Une étude préliminaire sur des patients guéris de Covid-19 avec des symptômes légers questionne l'idée selon laquelle toute personne infectée acquiert une immunité contre le virus.
La Grande-Bretagne et les Pays-Bas ont initialement envisagé l'immunité collective comme stratégie, tandis que d'autres pays, comme la Belgique, espèrent l'exploiter contre le virus. Ce concept repose sur l'idée que les personnes infectées deviennent immunisées et protègent ainsi les plus vulnérables en limitant la circulation du virus.
Mais cette approche est-elle justifiée ? Les premiers résultats indiquent que tous les patients ne développent pas une immunité suffisante. Pour cela, le système immunitaire doit être suffisamment stimulé, ce qui n'est pas toujours le cas.

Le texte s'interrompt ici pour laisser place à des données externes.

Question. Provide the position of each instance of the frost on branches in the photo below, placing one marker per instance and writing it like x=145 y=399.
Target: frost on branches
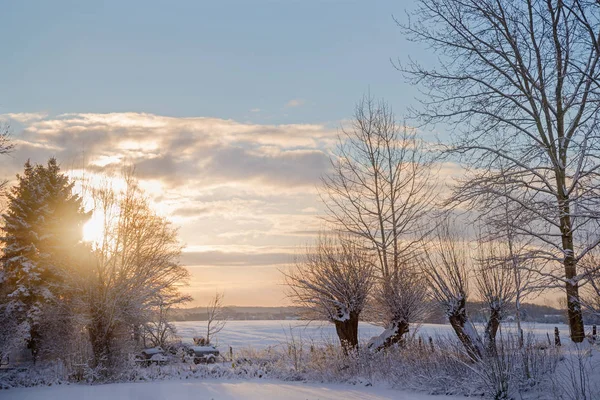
x=332 y=281
x=41 y=229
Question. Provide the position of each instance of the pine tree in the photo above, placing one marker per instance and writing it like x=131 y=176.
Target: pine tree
x=42 y=227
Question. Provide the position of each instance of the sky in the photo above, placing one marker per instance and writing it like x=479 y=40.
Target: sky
x=227 y=109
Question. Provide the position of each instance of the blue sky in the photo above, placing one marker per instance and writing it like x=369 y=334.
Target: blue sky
x=241 y=60
x=228 y=110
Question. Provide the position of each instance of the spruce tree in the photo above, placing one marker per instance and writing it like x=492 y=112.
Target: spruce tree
x=42 y=227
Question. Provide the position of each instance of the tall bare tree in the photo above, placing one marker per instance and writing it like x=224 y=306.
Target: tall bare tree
x=332 y=281
x=518 y=83
x=380 y=192
x=136 y=265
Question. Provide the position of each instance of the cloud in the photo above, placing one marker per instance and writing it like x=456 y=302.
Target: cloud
x=23 y=117
x=222 y=258
x=180 y=150
x=294 y=103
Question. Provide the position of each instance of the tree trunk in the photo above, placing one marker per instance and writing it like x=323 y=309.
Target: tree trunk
x=491 y=330
x=465 y=331
x=347 y=332
x=570 y=264
x=390 y=336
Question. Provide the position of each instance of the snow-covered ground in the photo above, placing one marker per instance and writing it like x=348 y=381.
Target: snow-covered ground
x=212 y=390
x=261 y=334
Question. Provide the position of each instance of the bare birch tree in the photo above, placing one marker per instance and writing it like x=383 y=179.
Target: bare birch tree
x=135 y=263
x=332 y=281
x=518 y=85
x=380 y=192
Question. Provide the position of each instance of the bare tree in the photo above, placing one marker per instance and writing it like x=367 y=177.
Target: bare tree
x=134 y=264
x=6 y=146
x=380 y=192
x=158 y=330
x=446 y=264
x=399 y=301
x=332 y=281
x=495 y=285
x=216 y=319
x=518 y=83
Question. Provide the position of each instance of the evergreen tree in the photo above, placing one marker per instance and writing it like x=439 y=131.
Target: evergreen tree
x=42 y=227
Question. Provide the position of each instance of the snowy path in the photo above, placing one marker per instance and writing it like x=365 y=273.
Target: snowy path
x=212 y=390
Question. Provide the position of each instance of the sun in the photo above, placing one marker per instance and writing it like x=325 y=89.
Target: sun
x=93 y=230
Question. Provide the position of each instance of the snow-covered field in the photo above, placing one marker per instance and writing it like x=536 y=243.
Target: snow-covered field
x=274 y=375
x=261 y=334
x=213 y=390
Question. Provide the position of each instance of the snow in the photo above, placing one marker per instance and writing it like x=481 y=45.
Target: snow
x=213 y=390
x=200 y=349
x=261 y=334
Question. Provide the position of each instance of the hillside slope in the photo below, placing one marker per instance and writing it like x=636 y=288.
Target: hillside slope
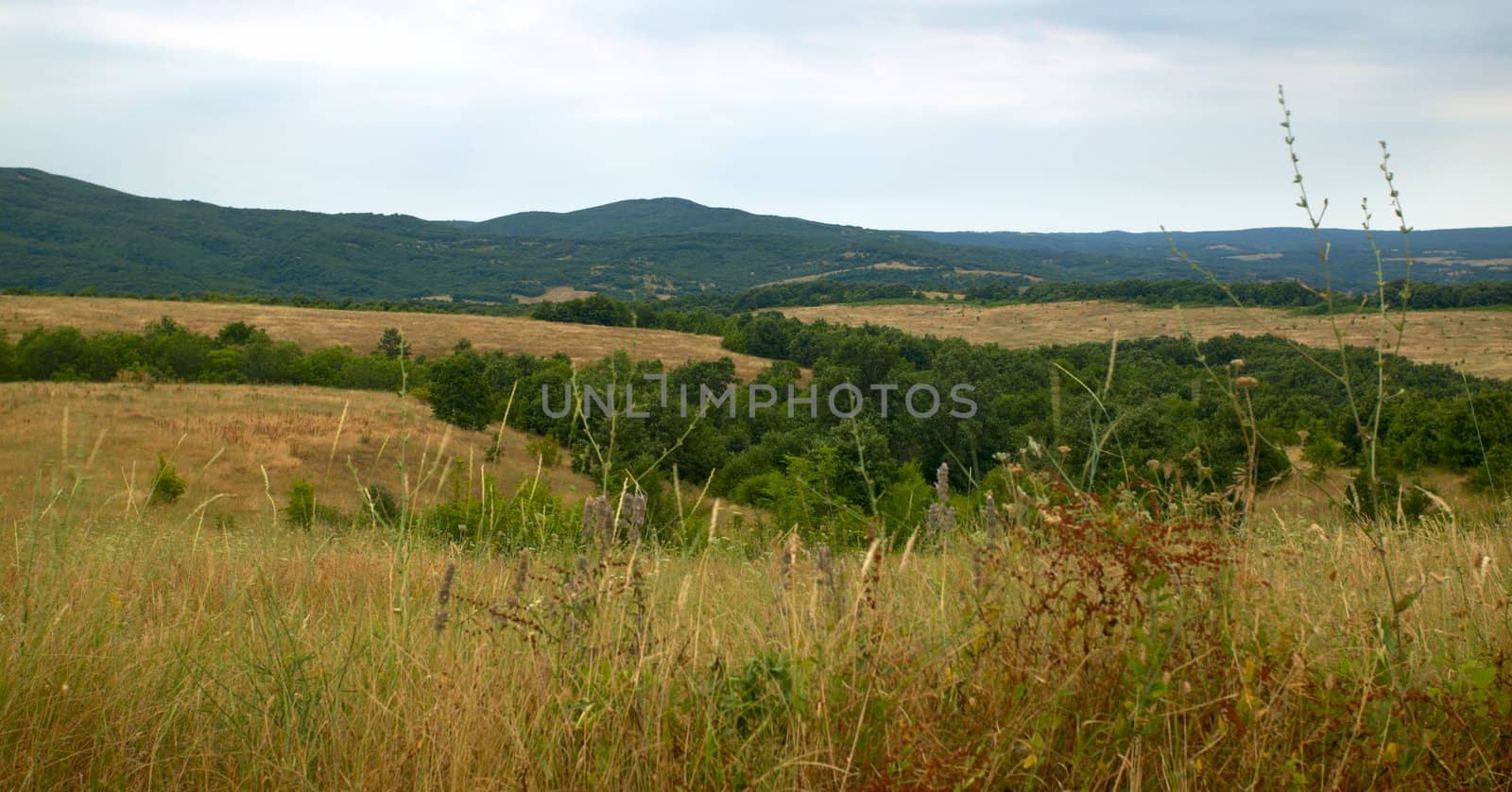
x=1446 y=256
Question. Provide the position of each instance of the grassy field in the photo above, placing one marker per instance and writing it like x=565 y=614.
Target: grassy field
x=1478 y=342
x=234 y=444
x=427 y=333
x=1058 y=640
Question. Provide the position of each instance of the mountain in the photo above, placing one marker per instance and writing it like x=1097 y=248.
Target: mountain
x=58 y=233
x=655 y=216
x=64 y=234
x=1446 y=256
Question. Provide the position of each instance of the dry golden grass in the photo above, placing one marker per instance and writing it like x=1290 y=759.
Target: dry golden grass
x=1478 y=342
x=221 y=439
x=153 y=655
x=428 y=333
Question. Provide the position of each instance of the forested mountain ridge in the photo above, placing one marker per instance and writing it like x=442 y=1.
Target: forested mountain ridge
x=64 y=234
x=1444 y=256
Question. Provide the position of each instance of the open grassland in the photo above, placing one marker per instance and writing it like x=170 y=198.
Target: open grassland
x=143 y=653
x=427 y=333
x=238 y=448
x=1478 y=342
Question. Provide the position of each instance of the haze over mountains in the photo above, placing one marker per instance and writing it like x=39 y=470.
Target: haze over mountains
x=64 y=234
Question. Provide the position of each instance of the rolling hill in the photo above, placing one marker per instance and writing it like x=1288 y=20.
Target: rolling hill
x=64 y=234
x=58 y=233
x=1444 y=256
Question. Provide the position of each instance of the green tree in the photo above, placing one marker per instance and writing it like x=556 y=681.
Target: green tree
x=392 y=345
x=458 y=392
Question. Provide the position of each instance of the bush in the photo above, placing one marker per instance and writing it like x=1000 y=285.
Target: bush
x=544 y=449
x=385 y=507
x=301 y=504
x=166 y=484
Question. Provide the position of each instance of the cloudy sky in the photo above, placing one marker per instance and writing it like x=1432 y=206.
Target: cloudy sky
x=904 y=113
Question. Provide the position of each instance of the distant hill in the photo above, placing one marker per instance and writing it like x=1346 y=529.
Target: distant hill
x=657 y=216
x=58 y=233
x=64 y=234
x=1446 y=256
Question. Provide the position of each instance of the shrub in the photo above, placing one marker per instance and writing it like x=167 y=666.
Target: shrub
x=385 y=507
x=544 y=449
x=301 y=504
x=166 y=484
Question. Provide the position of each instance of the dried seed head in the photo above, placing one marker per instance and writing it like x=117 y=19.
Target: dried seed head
x=445 y=593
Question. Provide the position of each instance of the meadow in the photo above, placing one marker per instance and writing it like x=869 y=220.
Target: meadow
x=425 y=333
x=1473 y=340
x=1027 y=635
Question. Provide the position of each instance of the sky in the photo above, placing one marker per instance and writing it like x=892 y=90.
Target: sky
x=1081 y=115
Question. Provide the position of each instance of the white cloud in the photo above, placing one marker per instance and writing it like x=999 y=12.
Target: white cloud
x=844 y=111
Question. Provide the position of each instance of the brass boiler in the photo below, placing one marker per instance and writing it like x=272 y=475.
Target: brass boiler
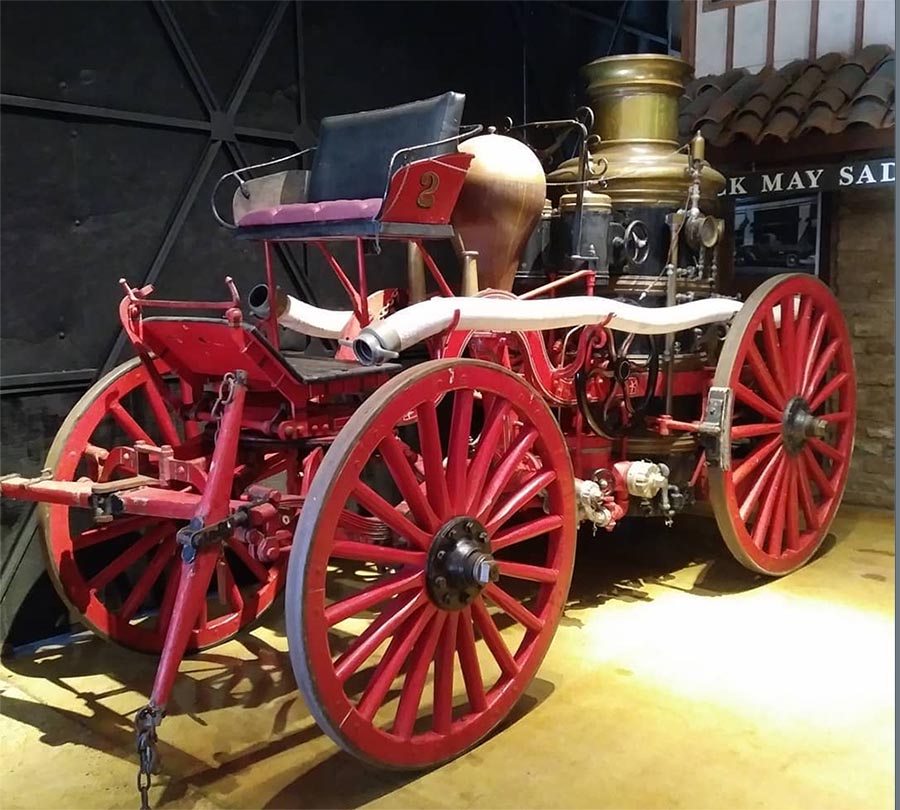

Lorsqu'un pathogène comme le coronavirus infecte l'organisme, les globules blancs de l'immunité innée réagissent en premier. S'ils échouent, ils activent les cellules B, qui produisent des anticorps neutralisants ciblant spécifiquement le virus. Ces anticorps persistent dans le sang, permettant une réponse plus rapide en cas de réinfection : c'est l'immunité adaptative.
L'OMS critique cette stratégie en raison des incertitudes sur le virus et les réponses immunitaires. Une étude publiée lundi sur MedRxiv (non encore évaluée par les pairs) renforce ces réserves.
Des chercheurs du Centre clinique de santé publique de Shanghai ont analysé 175 patients chinois guéris de formes bénignes. Ils ont mesuré les anticorps neutralisants dans leur plasma sanguin quelques semaines après guérison.
Résultat : chez un tiers, les niveaux étaient bas ; chez dix patients, indétectables.
"Ces études évaluent deux aspects : la fiabilité des tests pour détecter les infections passées et l'immunité acquise", explique Marion Koopmans, professeure de virologie à l'Erasmus Medical Center de Rotterdam, qui étudie les anticorps chez les patients Covid-19 guéris. "Des tests négatifs peuvent sous-estimer les infections réelles."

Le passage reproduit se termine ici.